Hingeto allows brands to A/B test products with minimal risk. This is a classic example of custom, high-end tools getting standardized and opening up to a wider market. A/B testing product, offering referral programs and customer accounts is a huge asset for brands that no longer have to build this tech themselves. This is another step towards the unbundling of Kickstarter.
There's one problem, however. According to TechCrunch's report from YC's demo day:
It works a lot like Kickstarter but for established brands, and Higeto earns 15%. The team already worked with tons of brands sell clothes with their previous business, and they’re helping clients increase sales by 20%.
If Hingeto increases sales by 20%, but then charges 15% of sales, that leaves the brand with only a 5% revenue increase from sales. That doesn't seem like enough for the brand to justify the implementation, and it makes Hingeto seem greedy. The best products exist on an win-win incentive structure, which reward the seller when the buyer wins. But the win has to be significant. Yes, at scale, 5% is a large increase in sales, but Hingeto's 15% commission seems excessive. I'm not saying their tools aren't available; quite the opposite. But they need to rethink their business model, or figure out a way to increase gross sales for a brand above 20%. Or make an appeal on cash flow. Right now, their business model seems unaligned with the immense potential of their offering.
Function of Beauty
Function of Beauty offers customized shampoo and conditioner based off of a customer's hair type. A quick survey results in a specific formula for a given hair type, of which there are apparently 450 million different possible variations. The price point is about two to three times as much as a generic, drugstore brand, but about half the price of the equivalent from Aesop. The price point is intriguing, especially for a product that gets used up quickly. The depth of customization as well as the product being free of "parabens, sulfates, phthalates, GMOs, and triclosan" will likely yield some loyal followers. The biggest question is if there is a middle in this market. Do people just want cheap or expensive, or are they okay falling in the middle? Regardless, it will be interesting to follow this company as they likely vertically integrate up the rest of the beauty stack.
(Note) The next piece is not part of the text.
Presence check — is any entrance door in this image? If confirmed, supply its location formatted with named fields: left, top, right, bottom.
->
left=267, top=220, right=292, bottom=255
Focal Systems puts phones on shopping carts and uses a GPS to track their wareabouts, help customers navigate the store, and sell them targeted ads. It's an interesting approach, given the decreasing cost of handsets, and since it doesn't require the user to download any app. It just works. Although this is more for department stores and grocery stores, where physical shopping carts are widely used, there's definitely potential given the low friction for the customer and the upside for the retailer.
Queuehop is the latest entrant to the self checkout game. Retailers place RFID tags on clothing, customers download their app and then checkout themselves. The hope is to allow customers to skip long checkout lines. Unfortunately, this whole process introduces a ton of friction to the shopping experience. The customer has to shop for her clothes, grab the tag on each one, download the app, make an account, attach a credit card, scan each item and then find a bag and then leave the store. This is simply too much work for the customer. I'm also troubled by the expectation that many retailers will let payment and discovery happen on a centralized app that they don't control (the Queuehop app). For the retailer, implementing this system likely requires investing in new tagging and payment infrastructure, which always brings large switching costs.
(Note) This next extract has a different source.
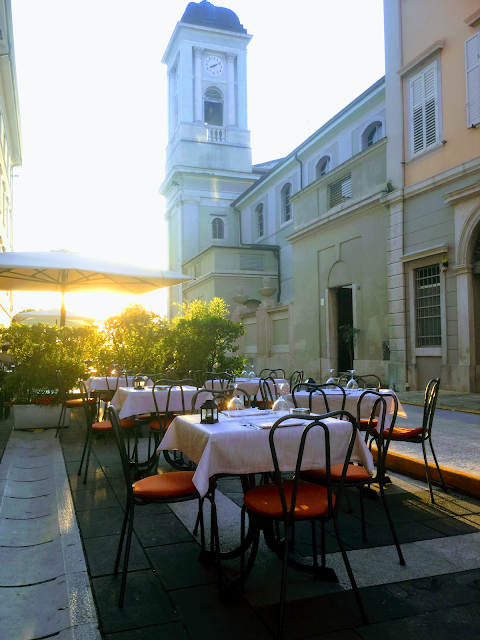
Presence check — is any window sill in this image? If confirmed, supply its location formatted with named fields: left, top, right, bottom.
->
left=405, top=142, right=444, bottom=165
But most importantly, this experience creates more work for the customer, even if checkout lines are long. I'm much more interested in something like Skip, which uses a similar technology but actually improves the shopping experience by eliminating the need for an app or any checkout action by the customer. With Skip, a customer just puts items in her cart, and the RFID tag adds the item to the bill. When the customer is done shopping, she can just walk out of the store and is instantly charged. Much less friction!
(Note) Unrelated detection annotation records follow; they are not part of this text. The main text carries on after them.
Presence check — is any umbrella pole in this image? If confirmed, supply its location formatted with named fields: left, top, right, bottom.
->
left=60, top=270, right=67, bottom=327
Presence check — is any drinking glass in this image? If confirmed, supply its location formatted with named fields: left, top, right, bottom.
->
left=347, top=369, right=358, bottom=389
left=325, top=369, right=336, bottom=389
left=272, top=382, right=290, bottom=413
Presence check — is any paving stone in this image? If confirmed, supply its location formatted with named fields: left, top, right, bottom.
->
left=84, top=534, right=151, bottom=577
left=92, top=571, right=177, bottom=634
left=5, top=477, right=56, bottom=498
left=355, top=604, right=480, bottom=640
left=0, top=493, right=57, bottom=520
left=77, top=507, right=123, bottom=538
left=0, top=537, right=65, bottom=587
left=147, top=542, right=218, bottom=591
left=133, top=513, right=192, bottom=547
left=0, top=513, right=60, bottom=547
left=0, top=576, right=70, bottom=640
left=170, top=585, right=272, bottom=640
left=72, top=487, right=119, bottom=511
Restocks brings the legions of Supreme bots to the mainstream. Streetwear nerds often use bots to nab new products faster than the guy next to them. Restock aims to widen the use of bots and notifications around new products. The app will likely do well among the clothing obsessed men that fill Supreme's coffers. But I'm curious if this would translate for women, and what design considerations would need to change to make it work. That's the bigger market.
Georgette Packaging lowers the barrier for companies to make really nice packaging. Right now they seem to be focused on baked goods packaging, but you probably could use them for anything. Good packaging doesn't come cheap, with designers and sometimes consultants involved to get it right. Lowering the barrier and price is always welcomed. It will be interesting to see how they grow and what sizes and use cases they move into.
Lynks is a service for Egyptians to order US products through. It shows the customer all of the fees upfront and guarantees there won't be any additional fees after the order is placed. Lynks is intriguing for a few reasons. First, this opens up US businesses to a whole new market, which never hurts, especially as domestic ecommerce companies are looking abroad for more business (see: Amazon, Wish). Second, transparency is important yet hard to come by for international ordering, with the uncertainty of excessive fees well after placing an order. If the model works in Egypt, the transparency play could scale to other countries.
Flex Receipts is another entrant into the receipt remarketing game. A customer buys something, and then Flex recommends more products the person would like. This space is rather dull, but if it works it works. It would be more interesting to try and eliminate the receipt all together, and treat the experience as more of a fluid process, not one that starts and stops.